The one-month final report
Content required by Article 23(4)(c):
- A detailed description of the incident, its severity and impact.
- The type of threat or root cause that likely triggered the incident.
- Applied and ongoing mitigation measures.
- Where applicable, cross-border impact.
By month end the WordPress agency should have:
- A full root-cause analysis. Was it a vulnerable plugin? A leaked credential? A misconfigured server? A phishing-routed admin compromise?
- Evidence the immediate fix worked and is sustained. WAF rule shipped, plugin patched in production, credentials rotated and MFA confirmed enforced, monitoring tuned.
- Long-term remediation list. Plugin policy update, removal of unmaintained dependencies, periodic credential audit, training for editors who may have been the phishing vector.

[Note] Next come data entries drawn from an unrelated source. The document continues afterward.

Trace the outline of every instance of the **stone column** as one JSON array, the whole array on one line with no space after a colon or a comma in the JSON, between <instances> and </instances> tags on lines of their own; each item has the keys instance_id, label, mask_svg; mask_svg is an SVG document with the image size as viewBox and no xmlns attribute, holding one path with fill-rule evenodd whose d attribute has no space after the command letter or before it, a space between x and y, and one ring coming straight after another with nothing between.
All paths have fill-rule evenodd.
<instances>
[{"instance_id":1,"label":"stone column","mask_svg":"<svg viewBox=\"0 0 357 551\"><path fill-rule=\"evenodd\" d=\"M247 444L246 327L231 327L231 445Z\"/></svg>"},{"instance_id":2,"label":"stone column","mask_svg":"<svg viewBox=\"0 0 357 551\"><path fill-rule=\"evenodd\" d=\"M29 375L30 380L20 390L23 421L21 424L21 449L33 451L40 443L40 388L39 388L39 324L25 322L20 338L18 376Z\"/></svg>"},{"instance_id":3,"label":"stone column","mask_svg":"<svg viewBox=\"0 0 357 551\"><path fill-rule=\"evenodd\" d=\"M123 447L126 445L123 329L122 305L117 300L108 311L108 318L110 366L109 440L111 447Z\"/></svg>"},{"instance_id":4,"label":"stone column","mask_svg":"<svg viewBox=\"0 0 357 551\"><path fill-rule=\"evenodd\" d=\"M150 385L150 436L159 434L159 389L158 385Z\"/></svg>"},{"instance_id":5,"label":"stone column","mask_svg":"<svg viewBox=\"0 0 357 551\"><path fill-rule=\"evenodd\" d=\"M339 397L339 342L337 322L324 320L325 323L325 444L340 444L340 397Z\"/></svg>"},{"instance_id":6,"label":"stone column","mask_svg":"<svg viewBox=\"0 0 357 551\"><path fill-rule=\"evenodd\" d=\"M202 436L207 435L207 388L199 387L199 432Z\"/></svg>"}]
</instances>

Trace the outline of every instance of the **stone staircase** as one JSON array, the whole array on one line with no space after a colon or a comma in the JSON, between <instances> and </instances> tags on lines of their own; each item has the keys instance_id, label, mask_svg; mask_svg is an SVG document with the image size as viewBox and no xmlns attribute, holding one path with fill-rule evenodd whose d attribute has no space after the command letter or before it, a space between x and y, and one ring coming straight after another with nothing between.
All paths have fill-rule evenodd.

- A confirmation paragraph for the client to forward to the regulator.
If the cause turned out to be benign (a botched plugin update misclassified as a breach), the final report still gets filed. Article 23(7) explicitly addresses this with a “no-action” version. The clock does not stop just because the assessment changes.
What the agency keeps in the toolkit
Six artefacts every regulated WordPress engagement should have ready before the first incident:
- Incident response runbook with named owner, escalation path and 24/72/30-day templates.
- CSIRT and authority contact list for the client’s jurisdiction and any relevant cross-border ones.
- Communication template for affected customers if data exposure is confirmed.
- Evidence preservation policy: log retention, backup integrity, chain-of-custody notes.
- Reporting language library: pre-approved phrasings for “suspected malicious”, “no customer data exposed”, “vulnerability patched”, “monitoring tuned”. Saves 30 minutes inside a 24-hour window.
- Drill schedule: at least one tabletop exercise per quarter that walks through 24/72/30 with no real incident.
The toolkit is the difference between a 24-hour window that produces a calm one-page early warning and a 24-hour window that produces a panic call to legal at 03:00.